The two most important considerations in awarding attorneys’ fees under the Copyright Act are the strength of the prevailing party’s case and the amount of relief the party obtained—if there’s no hefty damages award, the case for a fee award is stronger than if there is.  For a successful defense, “the defendant is entitled to a ‘very strong’ presumption in favor of receiving attorneys’ fees, in order to ensure that an infringement defendant does not abandon a meritorious defense in situations in which ‘the cost of vindication exceeds the private benefit to the party.’”  This provides some counterweight to copyright owners’/claimants’ incentive to seek, and defendants’ incentives to pay, nuisance settlements.  The court cited several articles by Michael Meurer, Ben Depoorter & Robert Kirk Walker, and Robert Brauneis, noting in particular Brauneis’s argument that Happy Birthday collects $2 million a year in royalties despite being, most likely, in the public domain.

This was a perfect case illustrating the problem of nuisance claims.  “Unless Klinger is awarded his attorneys’ fees, he will have lost money—to be precise, $25,679.93 ($30,679.93 – $5,000 [that the estate sought in license fees])—in winning an appeal in which the defendant’s only defense bordered on the frivolous.”  The Doyle estate’s business strategy was to charge “a modest license fee for which there is no legal basis,” inducing rational writers and publishers to pay rather than engage in expensive litigation.  Both of Klinger’s publishers succumbed.  Klinger was, in effect, a private attorney general fighting “a form of extortion.” 

Klinger performed a public service, at substantial risk to himself.  His willingness to sue was important to add risk to the estate’s business model.  He deserved a reward; paying his fees just let him break even.
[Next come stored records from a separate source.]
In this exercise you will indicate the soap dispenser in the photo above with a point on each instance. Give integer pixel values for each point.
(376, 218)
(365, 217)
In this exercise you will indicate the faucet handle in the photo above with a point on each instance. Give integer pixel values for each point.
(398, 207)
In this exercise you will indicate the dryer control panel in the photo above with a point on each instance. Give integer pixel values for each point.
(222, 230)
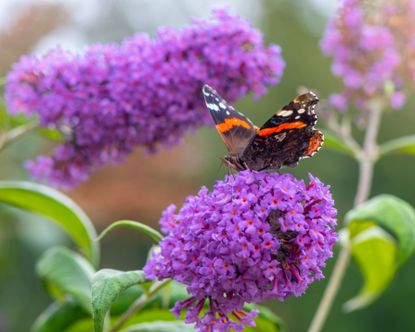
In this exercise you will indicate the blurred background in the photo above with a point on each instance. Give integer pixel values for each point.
(142, 186)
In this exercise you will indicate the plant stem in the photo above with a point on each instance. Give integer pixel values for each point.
(366, 158)
(15, 134)
(139, 303)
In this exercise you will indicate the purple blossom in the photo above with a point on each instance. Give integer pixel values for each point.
(113, 98)
(255, 236)
(372, 46)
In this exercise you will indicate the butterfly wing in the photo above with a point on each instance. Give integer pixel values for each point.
(235, 129)
(287, 137)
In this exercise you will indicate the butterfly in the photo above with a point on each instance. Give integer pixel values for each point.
(288, 136)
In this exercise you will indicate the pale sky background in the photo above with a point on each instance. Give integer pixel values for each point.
(137, 15)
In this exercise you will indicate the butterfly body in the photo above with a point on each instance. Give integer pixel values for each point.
(283, 140)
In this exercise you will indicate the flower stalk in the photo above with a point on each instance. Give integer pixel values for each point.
(366, 159)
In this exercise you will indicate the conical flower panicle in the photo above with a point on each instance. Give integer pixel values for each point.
(145, 92)
(255, 236)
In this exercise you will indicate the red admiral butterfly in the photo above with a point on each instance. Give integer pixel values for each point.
(283, 140)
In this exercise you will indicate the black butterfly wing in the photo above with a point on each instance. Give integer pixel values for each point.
(286, 137)
(235, 129)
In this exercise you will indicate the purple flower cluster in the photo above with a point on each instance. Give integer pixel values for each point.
(113, 98)
(255, 236)
(373, 47)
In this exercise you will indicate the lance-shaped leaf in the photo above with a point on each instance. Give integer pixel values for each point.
(136, 225)
(107, 284)
(382, 237)
(55, 206)
(67, 274)
(160, 326)
(59, 316)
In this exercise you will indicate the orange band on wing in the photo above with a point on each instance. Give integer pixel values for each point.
(314, 145)
(281, 127)
(228, 124)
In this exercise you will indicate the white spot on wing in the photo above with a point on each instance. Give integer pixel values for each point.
(285, 113)
(213, 107)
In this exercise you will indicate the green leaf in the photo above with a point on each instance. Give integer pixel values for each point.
(107, 285)
(171, 326)
(50, 133)
(382, 237)
(67, 273)
(375, 252)
(126, 299)
(59, 316)
(85, 325)
(405, 144)
(55, 206)
(334, 143)
(391, 213)
(142, 228)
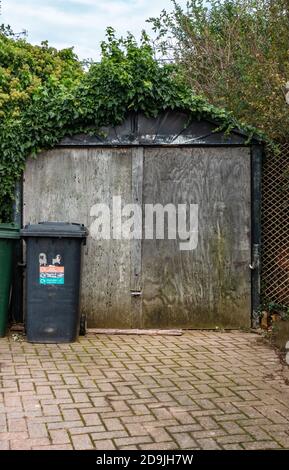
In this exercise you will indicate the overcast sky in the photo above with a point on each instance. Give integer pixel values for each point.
(80, 23)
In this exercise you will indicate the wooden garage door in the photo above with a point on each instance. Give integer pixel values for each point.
(151, 283)
(210, 286)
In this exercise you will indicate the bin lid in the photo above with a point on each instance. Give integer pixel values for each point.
(9, 231)
(55, 230)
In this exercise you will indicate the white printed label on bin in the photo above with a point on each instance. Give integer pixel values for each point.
(52, 274)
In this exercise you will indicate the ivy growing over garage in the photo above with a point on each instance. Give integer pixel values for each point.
(45, 95)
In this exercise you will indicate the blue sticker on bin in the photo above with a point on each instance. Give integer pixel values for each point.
(51, 275)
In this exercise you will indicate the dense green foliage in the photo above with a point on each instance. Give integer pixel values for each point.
(58, 99)
(235, 54)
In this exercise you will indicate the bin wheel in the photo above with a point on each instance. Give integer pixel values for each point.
(82, 326)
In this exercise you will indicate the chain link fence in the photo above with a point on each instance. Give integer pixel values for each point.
(275, 229)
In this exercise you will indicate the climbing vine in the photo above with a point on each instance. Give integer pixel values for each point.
(61, 99)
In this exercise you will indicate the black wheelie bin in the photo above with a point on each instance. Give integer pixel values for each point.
(53, 260)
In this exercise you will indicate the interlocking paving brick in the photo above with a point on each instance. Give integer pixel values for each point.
(202, 390)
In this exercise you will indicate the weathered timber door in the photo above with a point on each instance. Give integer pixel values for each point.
(210, 286)
(150, 282)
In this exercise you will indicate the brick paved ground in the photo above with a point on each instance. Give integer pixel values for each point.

Now for the moment without which no Posner opinion would be complete: the Doyle estate, in asking Amazon and other sellers to cooperate with it (via DMCA claims etc.) in enforcing its nonexisting copyright claims, was “enlisting those sellers in a boycott of a competitor of the estate, and boycotts of competitors violate the antitrust laws.”  In economic substance, this was the same as a competitor-led boycott of suppliers against a purchaser, although here the boycotters were nominally buyers from Klinger rather than sellers to him.  “[F]unctionally they were suppliers—suppliers of essential distribution services to Klinger.”  The estate had better change its business model “in its own self-interest.”

Fees of over $30,000 were awarded to Klinger for the appeal.